Keine Einkünfteerzielungsabsicht bei “Disagio-Modell”

Keine Einkünfteerzielungsabsicht bei “Disagio-Modell”

Das FG Hamburg hat entschieden, dass dann, wenn sich eine ausländische Familienstiftung an einer vermögensverwaltenden KG beteiligt, die eine fremdfinanzierte Schuldverschreibung erwirbt, dem Stifter mangels Einkünfteerzielungsabsicht auf der Ebene der Stiftung bei Eingehung des Investments keine negativen Einkünfte aus Kapitalvermögen in Höhe des Disagios und der vorschüssig zu zahlenden Darlehenszinsen zuzurechnen sind.

Dies gelte dann, wenn von vornherein geplant gewesen sei, die Anteile an der KG vor dem Eintreten positiver Einkünfte in eine Kapitalgesellschaft mit Sitz im niedrig besteuerten Ausland einzubringen, so das Finanzgericht.

Im Streitfall hatte der Kläger 2006 eine ausländische Familienstiftung i.S.v. § 15 Abs. 1 AStG a.F. errichtet und ihr ein Darlehen mit endfälliger Verzinsung zum Zwecke des Erwerbes einer KG-Beteiligung gewährt. Die KG sollte eine fremdfinanzierte, speziell entwickelte Schuldverschreibung erwerben. Des Weiteren gewährte der Kläger der Stiftung einen Abrufkredit mit ebenfalls endfälliger Verzinsung zur Deckung der Kosten der Stiftung im Zusammenhang mit der KG-Beteiligung. Die Stiftung beteiligte sich sodann als Kommanditistin an der KG, die eine Schuldverschreibung mit einer Laufzeit vom zehn Jahren erwarb. Zur Finanzierung nahm die KG ein Darlehen mit einer Laufzeit von zehn Jahren auf; ein Disagio von 5% wurde einbehalten. 2008 brachte die Stiftung ihren Kommanditanteil an der KG im Wege der verdeckten Einlage in eine neu errichtete Gesellschaft ein, deren einzige Gesellschafterin sie war. Die KG gab in ihrer Feststellungserklärung für das Streitjahr 2006 negative Einkünfte aus Kapitalvermögen an. In seiner Einkommensteuererklärung erklärte der Kläger neben einem Veräußerungsgewinn bei seinen Einkünften aus Gewerbebetrieb negative Einkünfte aus Kapitalvermögen aus der Stiftungsbeteiligung, die das Finanzamt außer Ansatz ließ. Es fehle in der Person des Klägers als des maßgebenden Steuersubjekts an der notwendigen Einkünfteerzielungsabsicht.

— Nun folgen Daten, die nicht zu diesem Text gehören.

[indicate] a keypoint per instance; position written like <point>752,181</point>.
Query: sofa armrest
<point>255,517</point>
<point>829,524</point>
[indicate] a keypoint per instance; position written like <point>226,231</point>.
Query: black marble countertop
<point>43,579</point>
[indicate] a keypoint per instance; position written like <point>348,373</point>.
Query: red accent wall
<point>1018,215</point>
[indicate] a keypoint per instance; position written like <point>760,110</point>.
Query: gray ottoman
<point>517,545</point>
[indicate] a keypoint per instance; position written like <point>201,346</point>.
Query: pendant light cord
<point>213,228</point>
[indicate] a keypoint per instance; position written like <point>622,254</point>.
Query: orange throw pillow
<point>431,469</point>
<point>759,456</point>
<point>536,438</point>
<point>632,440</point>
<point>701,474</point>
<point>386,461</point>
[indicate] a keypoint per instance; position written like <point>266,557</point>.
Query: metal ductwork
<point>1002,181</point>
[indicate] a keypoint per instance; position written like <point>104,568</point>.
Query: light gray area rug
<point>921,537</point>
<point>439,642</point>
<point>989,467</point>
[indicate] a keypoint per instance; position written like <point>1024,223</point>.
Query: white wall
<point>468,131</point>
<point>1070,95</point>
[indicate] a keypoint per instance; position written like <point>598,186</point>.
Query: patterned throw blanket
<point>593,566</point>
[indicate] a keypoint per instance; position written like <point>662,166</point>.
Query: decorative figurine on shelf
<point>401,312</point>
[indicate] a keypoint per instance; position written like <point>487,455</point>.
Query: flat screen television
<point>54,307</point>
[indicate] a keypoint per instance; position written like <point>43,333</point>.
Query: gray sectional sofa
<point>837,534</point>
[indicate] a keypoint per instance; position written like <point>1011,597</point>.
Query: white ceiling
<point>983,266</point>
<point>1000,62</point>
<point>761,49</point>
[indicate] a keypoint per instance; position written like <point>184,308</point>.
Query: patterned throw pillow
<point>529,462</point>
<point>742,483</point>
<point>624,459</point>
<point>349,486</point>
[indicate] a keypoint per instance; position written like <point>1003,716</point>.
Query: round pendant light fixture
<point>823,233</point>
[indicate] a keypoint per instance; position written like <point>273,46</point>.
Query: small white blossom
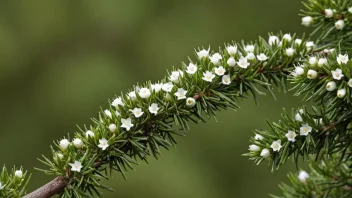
<point>231,62</point>
<point>64,143</point>
<point>291,135</point>
<point>226,80</point>
<point>103,144</point>
<point>77,166</point>
<point>117,102</point>
<point>89,133</point>
<point>265,153</point>
<point>208,76</point>
<point>243,63</point>
<point>249,48</point>
<point>232,50</point>
<point>220,70</point>
<point>329,13</point>
<point>112,127</point>
<point>18,173</point>
<point>303,176</point>
<point>322,62</point>
<point>341,93</point>
<point>168,87</point>
<point>340,24</point>
<point>330,86</point>
<point>137,112</point>
<point>108,113</point>
<point>290,51</point>
<point>154,108</point>
<point>192,68</point>
<point>144,92</point>
<point>276,145</point>
<point>273,40</point>
<point>203,53</point>
<point>78,143</point>
<point>337,74</point>
<point>250,56</point>
<point>312,74</point>
<point>307,21</point>
<point>180,94</point>
<point>262,57</point>
<point>254,147</point>
<point>342,58</point>
<point>190,102</point>
<point>258,137</point>
<point>305,129</point>
<point>126,123</point>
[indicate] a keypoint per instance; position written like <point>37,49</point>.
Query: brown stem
<point>52,188</point>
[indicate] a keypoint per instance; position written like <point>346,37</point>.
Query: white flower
<point>126,123</point>
<point>340,24</point>
<point>276,145</point>
<point>243,62</point>
<point>307,21</point>
<point>291,135</point>
<point>156,87</point>
<point>190,102</point>
<point>168,87</point>
<point>226,80</point>
<point>249,48</point>
<point>322,62</point>
<point>18,173</point>
<point>108,113</point>
<point>192,68</point>
<point>180,94</point>
<point>312,74</point>
<point>144,93</point>
<point>273,40</point>
<point>329,13</point>
<point>342,58</point>
<point>298,71</point>
<point>215,59</point>
<point>174,76</point>
<point>290,51</point>
<point>153,108</point>
<point>262,57</point>
<point>117,102</point>
<point>303,176</point>
<point>350,83</point>
<point>254,147</point>
<point>341,93</point>
<point>203,53</point>
<point>132,95</point>
<point>89,133</point>
<point>137,112</point>
<point>250,56</point>
<point>298,41</point>
<point>112,127</point>
<point>220,70</point>
<point>287,37</point>
<point>330,86</point>
<point>231,62</point>
<point>64,143</point>
<point>258,137</point>
<point>305,129</point>
<point>265,153</point>
<point>78,143</point>
<point>337,74</point>
<point>232,50</point>
<point>208,76</point>
<point>103,144</point>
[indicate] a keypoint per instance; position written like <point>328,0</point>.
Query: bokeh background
<point>60,61</point>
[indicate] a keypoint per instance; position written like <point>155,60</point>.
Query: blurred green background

Das FG Hamburg hat die Klage abgewiesen.

Es ist damit im Wesentlichen dem BFH in dessen Beschluss vom 18.04.2016 in der Sache I R 2/16 gefolgt. Nach Auffassung des Finanzgerichts lagen beiden Fällen vergleichbare Modellgestaltungen zugrunde; das Finanzamt ging davon aus, dass dieselben Berater tätig gewesen sind. Wie der BFH ließ auch das FG Hamburg die Klage bereits an der mangelnden Einkünfteerzielungsabsicht scheitern. Trotz unentgeltlicher Übertragung der Einkunftsquelle sei für die Überschussprognose nur auf die Nutzung des Vermögensgegenstandes durch den Steuerpflichtigen selbst abzustellen. Die Revision sei aus nachvollziehbaren Gründen nicht zugelassen worden, zum einen wegen der Vorgaben durch den BFH, zum anderen weil sich zwischenzeitlich die Rechtslage geändert habe und vergleichbaren Modellen der Boden entzogen sei. Ob die gegen die Nichtzulassung eingelegte Beschwerde Erfolg haben werde, möge angesichts dessen bezweifelt werden. Das sei letztlich bedauerlich, denn losgelöst von der konkret in Rede stehenden Gestaltung werde die Frage der “fortdauernden Einkünfteerzielungsabsicht” durch den Rechtsnachfolger bei unentgeltlicher Übertragung der Einkunftsquelle kontrovers diskutiert (z.B. Stöber, FR 2017, 801). Zudem hat der BFH über die Revision I R 2/16 “nur” im Beschlussverfahren nach § 126a FGO entschieden und auf die Durchführung einer mündlichen Verhandlung verzichtet.

Es wurde Nichtzulassungsbeschwerde beim BFH eingelegt (Az. I B 62/19).